Parents often pull their child out of class early because they have to take care of "personal business." I can't teach students who aren't present.
Parents haven't bothered to attend the conferences we hold twice a year to discuss academic progress and how we can work together to help their child. They don't bother to attend Back to School Night at the beginning of the year to learn about the year's academic program. They don't show up for Open House so their child can share what they've learned this year.
I resent that money is being wasted on this when teachers are being laid off, and arts and other programs are being cut.
Take responsibility for your children. Step up to the plate!
Posted by: Seen it all! | June 13, 2010 at 10:17 PM
a comparison between asian and latino english learners would tell the story: hard work versus little to no effort. there was a time when public education was a two way street: the teacher teaches, the student does the work to learn. i remember; i grew up in LAUSD and in a bilingual home. now, the district spends billions of dollars on consultants and vendors who provide politically correct programs to compensate for the lack of student participation in their own learning. as a teacher, i have also worked with "language learners," many of whom were born here; ironically, it's the more recent immigrants who tend to be hungry for education.
we can't have empowerment and equality without personal responsibility; without personal responsibility we get dependence, entitlement, learned helplessness, and a generally passive, uneducated servant class. what we need is a bill cosby to run our education department.
Posted by: whitenoise | June 14, 2010 at 05:59 AM
@ Frank...
Yeah African-American's are so genetically inferior that they wrangled the power of your ancestors right from their hands...a black man in the "White House"...yeah I would say that's pretty inferior LMAO!!!!!
Posted by: Keep It Real | June 14, 2010 at 03:37 PM
This is such a waste of man hours. These folks need to roll their sleeves up and get in there and help by mentoring, tutoring, or funding such extra activities for the neediest students. How do these folks think things should be changed? Things in Green Meadows and others such areas of the US have been the way they are for years with no real changes. How is it soley the schools' problem?
Posted by: Homeless in LAUSD | June 17, 2010 at 08:22 PM
Stop pointing to Asians as being the standard for all "minorities" to follow- Asians are THE example to follow. By saying that Asians are the "model minority" is to say that it doesn't even matter how hard-working or intelligent you are- you will still be thought of as an outsider to American society. Stop calling Asians the "model minority." They are simply the "model."

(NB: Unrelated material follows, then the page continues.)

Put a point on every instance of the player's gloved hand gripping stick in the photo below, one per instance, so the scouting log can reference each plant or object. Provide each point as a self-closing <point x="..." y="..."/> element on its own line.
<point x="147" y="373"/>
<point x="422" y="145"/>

If the American educational system were totally fair, there would be more Asians in schools like Harvard, Yale, and Princeton than there are now. The only reason why caucasians still maintain predominance at old Ivy League schools is because whites maintain their own system of affirmative action- except they call it a "legacy preference."
That being said, there is only so much help and so much money you can give to students. You can only lead a horse to water, but you can't make it drink. Sooner or later, some people will have to bag groceries or pump gas for the rest of us, because that's their choice; they refuse to take advantage of what lies before them.
Posted by: Bltihe | June 17, 2010 at 09:28 PM
In working with thousands of inner-city students over the past 29 years, some of us have committed our efforts to building positive self efficacy in our youngsters to empower them to navigate through the system. However, in LAUSD, a brilliant African American student has only to enroll in the wrong prestigeous public school to be treated as a stereotype; receive racial verbage from teachers; be treated with scorn; isolated; degrated and eventually have gone from being straight "A" students to discouraged, failing youngsters. I have too many subjects to support this phenomenon. It is sad... Attempts to resolve these issues are confronted with arrogance, denial, and more attacks on the victim.